Friday, April 29th, 2016
MPPA applauds the desire of HHS Secretary Sylvia Burwell https://en.wikipedia.org/wiki/Sylvia_Mathews_Burwell to trust her doctor. She says she wants her physicians to be paid to help her get quality, person-centered medical care. And she correctly notes that in 2016 government and private payers do not pay doctors for patient-centered health care, and that today most physicians are overburdened by third party care rules including coding for pay and burdensome clinical record documentation requirements.
Burwell’s desire is to pay doctors for the best care they can give to patients. But the proposed “Quality payment Program” she is promoting actually bypasses patients and families as the critical judges of their personal health care quality. Rather than trusting patients, the federal government would determine what quality health care is and financially reward the hiring organizations of physicians who will need to faithfully document their compliance with the new payment rules causing more administrative burden for doctors, not less.
Such promises are yet more ACA political whoppers! Recall President Obama’s pledge to the American public when selling the 2010 Patient Protection and Affordable Care Act (ACA): “If you want to keep your doctor, you can keep your doctor.” Well, how has that worked out?
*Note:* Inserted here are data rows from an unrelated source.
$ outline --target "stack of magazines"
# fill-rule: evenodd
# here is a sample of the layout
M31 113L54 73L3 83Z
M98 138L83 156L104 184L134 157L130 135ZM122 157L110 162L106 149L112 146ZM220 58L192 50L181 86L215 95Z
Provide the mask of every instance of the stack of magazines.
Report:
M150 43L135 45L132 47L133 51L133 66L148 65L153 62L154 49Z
Now four more lies: 1. “Doctors will be able to practice as they always have.” What is the evidence for this? 2. “When [doctors] get better health results [as measured by the government] and reduce the costs of care for their patients [as measured by the government], they receive a portion of the savings.” This creates a clear-cut conflict of interest and challenge to the physician’s Hippocratic oath to work for patients and do no harm. 3. “We’re giving doctors more freedom to practice the way they were trained, the way that makes more sense to them and is best for their patients.” Doctors are trained to act in their patient’s best interests, not their own. 4. “We’re helping to put people at the center of their care.” Quite the contrary, these rules would actually remove patients and families from this opportunity and responsibility.
Like many people, I rely on my doctor. I trust her to help me make some of the most important decisions in my life. I have come to her sick, worried and scared, and she has given me comfort, hope and a plan for protecting myself and my family.
America is home to world-class doctors. They train for years to understand the ins and outs of our health and the best way to care for each of us. But in today’s health care system, we often don’t pay for the best care they can give.
This video explains:
In the last few years, we’ve made tremendous progress to transform our nation’s health care system into one that works better for everyone. Key to this effort is changing how we pay doctors, so they can focus on the quality of care they give, and not the quantity of services they order. For years, people across the health care system have agreed that we need to improve the status quo. The Affordable Care Act created new tools to encourage innovation and help us improve how we deliver care. And now, the “Quality Payment Program,” the result of a bipartisan bill passed last year and supported by much of the medical community, strengthens these tools and gives us new ones.
Today, we announced the first step in this program, a proposed rule to guide its implementation. As the video explains, it does two things:
First, it replaces our patchwork collection of incentive and penalty programs with a single program where every doctor has the opportunity to be paid more for better care. Doctors will be able to practice as they always have, but will also have the chance to get paid more for high quality care and investments that support patients.
For doctors who want to go further, there is a second option that’s even more flexible. They can decide to be a part of new organizations that get paid primarily for keeping people healthy. For example, they could be part of an “accountable care organization” where doctors, hospitals, and other health care providers come together in one organization to coordinate high-quality care for the patients they serve. When they get better health results and reduce costs for the care of their patients, they receive a portion of the savings.
With these changes, we’re giving doctors more freedom to care for patients the way they were trained, the way that makes the most sense to them and is best for their patients. And we’re helping to put people in the center of their care.
Change isn’t easy, and this is just the first step in a complicated process. We know the transformation we’re working toward won’t happen overnight, and we know it might be challenging. That’s why we are working with experts in the medical field, doctors, nurses, hospitals, insurers and patients. We’re listening to our partners and working to make sure we get this right.
Efforts like this are important steps on our path to a health care system with better care, smarter spending, and healthier people. Through this work, we can build a health care system that works better for everyone.